Stellantis et Leapmotor : un partenariat qui pourrait redessiner la stratégie électrique d'Opel et Alfa Romeo
Depuis plusieurs mois, un nouveau plan circule dans les coulisses de Stellantis : s'appuyer sur les platforms du constructeur chinois Leapmotor pour accélérer sa transition electric . L'idée ? Réduire les cost de développement tout en lançant plus vite des modèles compétitifs. Selon a report de Reuters, le groupe franco-italo-américain envisage d'utiliser la base technique de Leapmotor pour concevoir (au moins) un SUV entièrement electric .
Leapmotor n'est pas un partenaire comme les autres. Depuis 2023, Stellantis détient une participation dans la marque chinoise, lui a ouvert les portes de l'Europe via son réseau de distribution, et cette semaine, il a même décidé de buy ses crédits CO2. Ce rapprochement stratégique pourrait bientôt se concrétiser par un deal de partage technologique. Pour l’instant, le projet le plus avancé porterait sur un futur SUV badgé Opel, développé en Chine par Leapmotor, avec un design supervisé par Opel et une production prévue à Saragosse.
Ce move soulève pourtant une big issue : jusqu’où aller dans la dépendance aux technologies chinoises ? Si Stellantis gagne en efficiency et en speed , l’industrie européenne s’inquiète d’une perte de control sur sa propre souveraineté technologique. L’accord, s’il est confirmé, pourrait produire 50 000 unités par an à partir de 2028 — un significant impact sur le marché.

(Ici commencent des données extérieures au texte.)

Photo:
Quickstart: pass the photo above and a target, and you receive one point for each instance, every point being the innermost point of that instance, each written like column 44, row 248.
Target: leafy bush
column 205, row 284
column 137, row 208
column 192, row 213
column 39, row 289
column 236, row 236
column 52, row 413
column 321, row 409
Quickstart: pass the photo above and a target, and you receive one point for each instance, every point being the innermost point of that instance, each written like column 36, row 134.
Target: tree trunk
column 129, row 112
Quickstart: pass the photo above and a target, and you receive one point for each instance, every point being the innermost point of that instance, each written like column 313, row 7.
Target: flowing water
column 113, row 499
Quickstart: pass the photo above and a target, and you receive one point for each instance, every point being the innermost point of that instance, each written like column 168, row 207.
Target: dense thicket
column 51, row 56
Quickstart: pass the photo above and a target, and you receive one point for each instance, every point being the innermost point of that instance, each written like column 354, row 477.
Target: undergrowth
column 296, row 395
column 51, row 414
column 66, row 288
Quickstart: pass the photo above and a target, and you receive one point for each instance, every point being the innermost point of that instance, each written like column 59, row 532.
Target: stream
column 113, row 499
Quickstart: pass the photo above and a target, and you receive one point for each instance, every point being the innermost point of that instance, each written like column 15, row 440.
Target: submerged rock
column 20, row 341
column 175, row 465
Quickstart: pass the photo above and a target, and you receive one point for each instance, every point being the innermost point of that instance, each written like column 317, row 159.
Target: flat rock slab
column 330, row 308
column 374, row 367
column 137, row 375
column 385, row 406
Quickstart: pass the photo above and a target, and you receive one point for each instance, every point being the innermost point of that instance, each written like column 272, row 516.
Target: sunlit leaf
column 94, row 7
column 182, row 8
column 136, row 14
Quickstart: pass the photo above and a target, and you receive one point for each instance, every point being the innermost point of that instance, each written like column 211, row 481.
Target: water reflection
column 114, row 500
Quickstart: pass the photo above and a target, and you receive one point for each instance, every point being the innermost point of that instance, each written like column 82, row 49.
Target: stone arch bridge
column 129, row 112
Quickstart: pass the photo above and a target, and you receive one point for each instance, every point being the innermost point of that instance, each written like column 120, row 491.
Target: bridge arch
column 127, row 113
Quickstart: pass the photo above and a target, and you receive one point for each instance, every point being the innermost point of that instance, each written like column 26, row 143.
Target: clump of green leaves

Le futur Opel pourrait être un dérivé du Leapmotor B10, peut-être le remplaçant du Mokka, positionné entre le Frontera et le Grandland. Mais ce change ne s’arrêterait pas là : Alfa Romeo pourrait aussi bénéficier de cette collaboration avec une compacte inspirée de la B05. Rien n’est encore confirmé, mais une chose est claire : le choice de s’appuyer sur la Chine redessine la strategy industrielle de Stellantis.
C’est smart intelligent économiquement, mais on vend notre future futur au plus offrant.
Reduire la carbon footprint empreinte carbone en rachetant des crédits, c’est pratique, mais c’est du maquillage si on ne change pas la production en profondeur.
Un SUV Opel basé sur du Leapmotor ? Tant que le design reste européen, pourquoi pas. Mais la reliability fiabilité à long terme, c’est l’inconnue.
On parle de 50 000 unités par an quand même. C’est une serious bet mise sérieuse sur la Chine. Pas juste un essai.
Et pendant ce temps, les usines françaises ? Le risk risque, c’est de délocaliser innovation l'innovation tout en gardant seulement l’assemblage local.
Stellantis joue la quick response réponse rapide face à la pression du marché. Mais la long term long terme, c’est flou.